A less than ideal response:  Oh yeah?  Well at least my Sensei earned his belt.  You know, you’re really thick if you can’t see through Sensei Rockum Sockum.

A pretty good counter:  It’s true that way back when, nobody had any belts except to hold up their pants.  But let’s talk more about your instructor.  I have more evidence that Sensei Rockum Sockum’s credentials are questionable, to say the least.

Trash Talk Tuesday – Genetic Fallacy

TTTues
Time to learn how not to make a case for or against someone or something and how to recognize why certain comments set our teeth on edge.

Genetic Fallacy – A Baseless Attack Against the Source.

Daniel:  Mr. Miyagi said, “Secret to punch, make power of whole body fit inside one inch, here.”

Johnny:  And who’s Mr. Miyagi?  A repair man!  What a loser.  What does a handyman know about karate anyway?

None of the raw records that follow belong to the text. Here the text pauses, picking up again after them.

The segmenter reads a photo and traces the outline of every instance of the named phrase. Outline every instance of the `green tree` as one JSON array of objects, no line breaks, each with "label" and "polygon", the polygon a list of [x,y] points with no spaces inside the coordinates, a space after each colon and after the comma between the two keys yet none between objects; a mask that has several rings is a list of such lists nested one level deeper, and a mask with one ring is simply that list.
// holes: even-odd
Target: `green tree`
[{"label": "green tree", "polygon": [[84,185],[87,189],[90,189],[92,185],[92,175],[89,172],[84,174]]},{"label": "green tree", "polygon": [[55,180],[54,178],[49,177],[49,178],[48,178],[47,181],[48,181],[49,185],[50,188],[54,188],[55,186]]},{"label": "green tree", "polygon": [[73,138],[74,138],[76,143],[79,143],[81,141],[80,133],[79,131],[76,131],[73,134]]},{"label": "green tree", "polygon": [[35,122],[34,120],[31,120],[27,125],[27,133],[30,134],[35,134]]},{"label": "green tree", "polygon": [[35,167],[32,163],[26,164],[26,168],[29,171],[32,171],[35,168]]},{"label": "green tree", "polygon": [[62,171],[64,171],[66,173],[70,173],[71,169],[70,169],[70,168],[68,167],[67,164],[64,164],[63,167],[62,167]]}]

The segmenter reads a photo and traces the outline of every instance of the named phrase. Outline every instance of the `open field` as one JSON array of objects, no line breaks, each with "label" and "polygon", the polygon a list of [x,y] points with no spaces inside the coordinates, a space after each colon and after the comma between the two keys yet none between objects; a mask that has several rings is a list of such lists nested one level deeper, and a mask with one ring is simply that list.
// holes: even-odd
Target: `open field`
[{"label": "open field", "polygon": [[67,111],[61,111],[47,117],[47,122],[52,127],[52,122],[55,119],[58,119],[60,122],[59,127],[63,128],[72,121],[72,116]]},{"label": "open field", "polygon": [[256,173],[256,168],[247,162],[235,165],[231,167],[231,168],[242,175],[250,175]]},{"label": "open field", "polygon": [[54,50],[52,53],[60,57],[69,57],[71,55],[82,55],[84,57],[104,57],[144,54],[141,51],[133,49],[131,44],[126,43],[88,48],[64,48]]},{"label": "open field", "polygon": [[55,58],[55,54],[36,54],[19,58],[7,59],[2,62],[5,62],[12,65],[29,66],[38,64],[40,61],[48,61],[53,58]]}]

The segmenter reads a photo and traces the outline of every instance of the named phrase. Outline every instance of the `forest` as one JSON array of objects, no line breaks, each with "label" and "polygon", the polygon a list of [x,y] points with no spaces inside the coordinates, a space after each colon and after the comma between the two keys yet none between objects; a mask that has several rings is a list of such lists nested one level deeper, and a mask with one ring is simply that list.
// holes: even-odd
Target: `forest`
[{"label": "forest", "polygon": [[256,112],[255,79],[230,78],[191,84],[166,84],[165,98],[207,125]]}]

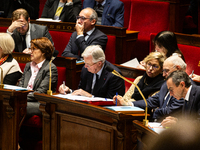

It’s OK to check out the source of information and to verify its validity.  That’s good research.  But to dismiss the argument just because it came from an unlikely source is a logical fallacy.  A handyman could very well be a black belt in his spare time.  Johnny’s dismissive and insulting attitude indicates he’s not looking for Daniel to verify Mr. Miyagi’s credentials!

It’s interesting that good ideas can come from bad sources, so we must be careful not to throw the baby out with the bathwater by committing the genetic fallacy.  For example, let’s think about leg sweeps.  Kreese, the evil Sensei from the original “Karate Kid” movie (1984), expressed the idea that a leg sweep is a good way to disable an opponent.  Are we going to drop leg sweeps from our training just because Kreese likes leg sweeps?  That would be ridiculous.  However, if we really want to quote someone, we might just want to find out if Bruce Lee said anything about leg sweeps 😉

Now for a little sparring drill.  Practice keeping a cool head while reading the following:

Karate class is no place for Christians.  Karate comes from those pagan Eastern countries, therefore karate is of the Devil.

Deep breath – in through the nose, out through the mouth!  Let me help you cool down if your heart rate is up a bit.  I’ve read this sentiment in different places but no one has ever said it to my face – in fact there’s a lot of people in my church who think it’s pretty cool I get to do something fun with my daughter. Good job, you got through this drill just fine 🙂

One of many gentle counters to the above fallacy could be:

Fireworks came from Asia, so should we stop using them to celebrate the Fourth of July?

Remember, you’re not supposed to get riled up about logical fallacies.  Recognize them for what they are – all smoke and fury, signifying nothing.  Choose your fights wisely.